Pour éviter la ruine et préserver sa famille du déshonneur, Sunja choisira une troisième voie : la mariage avec Isak, un pasteur chrétien qu'elle connaît à peine et qui lui offre une nouvelle existence au pays du Soleil-Levant. Cette décision est alors le point de départ d'un douloureux exil, qui s'étendra sur huit décennies et quatre générations.
Avec une justesse historique remarquable et une écriture précise et dépouillée, Min Jee Lee nous offre un hymne intime et poignant à tous les sacrifices que font les immigrés pour trouver leur place en pays étranger.


Si la lecture de ce livre m'a enthousiasmée car l'histoire est vraiment intéressante, j'y mettrai cependant un certain nombre de bémols.

L'écriture est agréable mais sans plus et vu le succès de ce roman, je m'attendais à mieux. Le succès est donc plutôt dû à l'histoire, qui retrace tout un pan de l'Histoire de la Corée et du Japon et la façon dont les coréens ont été traités et en Corée, et au Japon.
Il y est fait allusion dans "Le poids des secrets", ce livre-ci m'a mieux fait comprendre le vécu de tout un pan de cette population.
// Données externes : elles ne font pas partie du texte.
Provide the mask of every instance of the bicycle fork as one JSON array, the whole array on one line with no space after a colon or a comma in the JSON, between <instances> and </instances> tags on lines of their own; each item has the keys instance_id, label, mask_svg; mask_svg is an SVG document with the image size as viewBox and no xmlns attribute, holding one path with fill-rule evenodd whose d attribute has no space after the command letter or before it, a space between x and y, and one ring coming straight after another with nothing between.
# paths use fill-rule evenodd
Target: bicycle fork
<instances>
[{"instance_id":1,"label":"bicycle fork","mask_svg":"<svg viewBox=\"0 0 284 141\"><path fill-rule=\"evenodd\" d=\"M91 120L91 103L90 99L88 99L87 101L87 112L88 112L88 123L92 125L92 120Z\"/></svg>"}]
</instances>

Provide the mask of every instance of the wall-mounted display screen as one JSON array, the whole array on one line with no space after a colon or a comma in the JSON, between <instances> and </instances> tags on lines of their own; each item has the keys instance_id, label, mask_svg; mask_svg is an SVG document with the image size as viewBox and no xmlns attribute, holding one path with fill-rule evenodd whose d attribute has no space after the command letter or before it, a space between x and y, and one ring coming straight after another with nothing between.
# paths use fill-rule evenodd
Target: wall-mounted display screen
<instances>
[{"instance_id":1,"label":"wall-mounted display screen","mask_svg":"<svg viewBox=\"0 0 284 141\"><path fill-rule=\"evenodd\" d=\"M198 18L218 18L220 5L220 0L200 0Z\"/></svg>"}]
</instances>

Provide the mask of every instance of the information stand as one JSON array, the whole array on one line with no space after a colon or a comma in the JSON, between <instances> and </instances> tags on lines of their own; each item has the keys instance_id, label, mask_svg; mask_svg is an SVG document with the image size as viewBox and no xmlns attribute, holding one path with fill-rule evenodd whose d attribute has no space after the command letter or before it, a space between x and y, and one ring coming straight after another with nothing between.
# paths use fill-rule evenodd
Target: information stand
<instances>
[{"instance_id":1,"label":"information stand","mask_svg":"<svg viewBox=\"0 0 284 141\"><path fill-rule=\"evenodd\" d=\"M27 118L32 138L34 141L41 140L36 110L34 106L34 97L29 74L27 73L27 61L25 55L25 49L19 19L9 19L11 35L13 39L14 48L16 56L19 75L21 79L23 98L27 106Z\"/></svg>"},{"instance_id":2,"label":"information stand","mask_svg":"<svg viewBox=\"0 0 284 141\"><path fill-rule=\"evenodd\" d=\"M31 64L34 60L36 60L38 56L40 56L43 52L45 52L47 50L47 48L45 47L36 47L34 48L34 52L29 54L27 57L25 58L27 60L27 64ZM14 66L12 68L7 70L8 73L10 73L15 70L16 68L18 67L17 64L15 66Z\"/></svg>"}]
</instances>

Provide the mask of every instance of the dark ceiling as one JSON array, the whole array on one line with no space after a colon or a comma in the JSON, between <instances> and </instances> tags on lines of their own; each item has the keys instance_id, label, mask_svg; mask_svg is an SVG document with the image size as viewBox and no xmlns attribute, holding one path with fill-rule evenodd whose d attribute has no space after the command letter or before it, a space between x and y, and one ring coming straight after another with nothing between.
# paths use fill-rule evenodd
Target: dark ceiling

Cela étant, on n'a guère d'explications sur cette colonisation de la Corée par le Japon. Les personnages la subissent, ou luttent contre, mais sans qu'on entre réellement dans les détails. Ils vivent leur vie comme ils peuvent, détachés (car trop dangereux) de tout ce qui est politique. Ceci n'est guère dérangeant pour le lecteur, puisqu'il s'agit avant tout de l'évolution d'une famille coréenne à travers les âges.

La dernière partie du livre m'a cependant moins plue : La vie des différents personnages dans les années 1970-80 m'a moins enthousiasmée que le reste du roman et je suis perplexe aussi sur la toute fin du roman, qui m'a laissé un goût d'inachevé.
Et un certain passage était peut-être très important selon le point de vue de l'autrice mais pas du tout en ce qui me concerne et n'apporte pas grand chose à l'histoire finalement. A moins de vouloir montrer une évolution des moeurs qui ne se fait que clandestinement, hypocritement.

Cela étant, ce roman est une très bonne histoire d'une famille tout au long du 20ème siècle (il commence  en 1910 et se termine en 1989), qui nous apprend l'histoire et la condition sociale des coréens vivant au Japon. En particulier ceux qui, bien que nés au Japon, n'ont pas la nationalité japonaise (pas de droit du sol là-bas) et sont coréens bien que la majorité d'entre eux n'aient jamais mis les pieds en Corée. Sans compter le racisme qui va avec. La fin laisse entrevoir une (légère) amélioration des mentalités, mais j'aimerais bien savoir ce qu'il en est de nos jours.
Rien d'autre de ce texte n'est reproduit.